Tuesday, February 23, 2016

Southwest CEO Gary Kelly says airline likely to seek Cuba routes

In a message to employees, Southwest Airlines Co. CEO Gary Kelly today said the airline “in all likelihood” would apply to fly commercial flights in and out of Cuba, according to the Dallas Morning News.
“If we don’t get our foot in the door now, we might miss the opportunity to serve Cuba for a long time,” Kelly said, according to this report in the DMN. “We are very prepared to consider this opportunity and may very well be flying to Cuba in 2016.”
I reported last week that several U.S. airlines including Fort Worth-based American Airlines and Dallas-based Southwest Airlines are interested in the chance to fly to Cuba after officials from both countries agreed Feb. 16 to allow direct commercial flights to resume between the two nations. Only charter flights are now available between the countries.
Last week, a Southwest Airlines spokesman said the airline would “consider” flights to Cuba.
The Department of Transportation started the process for U.S. airlines to begin bidding on routes for as man as 110 U.S.-Cuba flights a day. The agreement allows 20 regular daily U.S. flights to Havana, in addition to the existing 10 to 15 charter flights a day.
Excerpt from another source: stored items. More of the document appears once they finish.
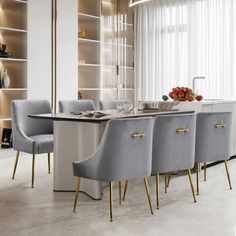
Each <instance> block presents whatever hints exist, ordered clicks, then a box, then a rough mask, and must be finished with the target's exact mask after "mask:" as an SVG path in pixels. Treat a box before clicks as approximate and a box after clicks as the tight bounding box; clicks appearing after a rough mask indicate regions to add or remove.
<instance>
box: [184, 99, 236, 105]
mask: <svg viewBox="0 0 236 236" xmlns="http://www.w3.org/2000/svg"><path fill="white" fill-rule="evenodd" d="M181 103H185V102H181ZM186 103H192V104H225V103H236V100H225V99H204V100H202V101H200V102H199V101H194V102H188V101H187V102H186Z"/></svg>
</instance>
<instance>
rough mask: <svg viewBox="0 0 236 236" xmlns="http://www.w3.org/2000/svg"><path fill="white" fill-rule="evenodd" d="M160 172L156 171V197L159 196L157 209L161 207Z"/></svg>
mask: <svg viewBox="0 0 236 236" xmlns="http://www.w3.org/2000/svg"><path fill="white" fill-rule="evenodd" d="M159 195H160V193H159V173H156V198H157V209H159V208H160V201H159Z"/></svg>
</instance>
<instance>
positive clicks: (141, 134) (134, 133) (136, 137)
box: [130, 133, 145, 138]
mask: <svg viewBox="0 0 236 236" xmlns="http://www.w3.org/2000/svg"><path fill="white" fill-rule="evenodd" d="M130 136H131V137H132V138H142V137H144V136H145V133H133V134H131V135H130Z"/></svg>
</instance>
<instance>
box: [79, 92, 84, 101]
mask: <svg viewBox="0 0 236 236" xmlns="http://www.w3.org/2000/svg"><path fill="white" fill-rule="evenodd" d="M82 98H83V97H82V93H81V92H78V99H79V100H80V99H82Z"/></svg>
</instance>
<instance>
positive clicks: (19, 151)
mask: <svg viewBox="0 0 236 236" xmlns="http://www.w3.org/2000/svg"><path fill="white" fill-rule="evenodd" d="M19 156H20V151H17V153H16V160H15V164H14V170H13V175H12V179H14V178H15V174H16V167H17V164H18V160H19Z"/></svg>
The rest of the destinations would be to nine other Cuban cities.
American Airlines said it plans to apply for scheduled service to Cuba, primarily with flights from its hub in Miami, but potentially also from Dallas Fort Worth International Airport and other hubs.
American has operated U.S.-Cuba charter flights since April 1991, and now offers 22 weekly flights out of Miami to Havana, Camaguey, Cienfuegos, Holguin and Santa Clara. American also flies from Tampa, Fla., to Havana and Holguin, and between Los Angeles and Havana.
Atlanta-based Delta Air Lines and Chicago-based United Airlines also intend to apply to fly to Cuba.
The relaunch of commercial flights comes after President Barack Obama and Cuban President Raul Castro announced late last year plans to begin normalizing ties after 50 years of Cold War prohibitions.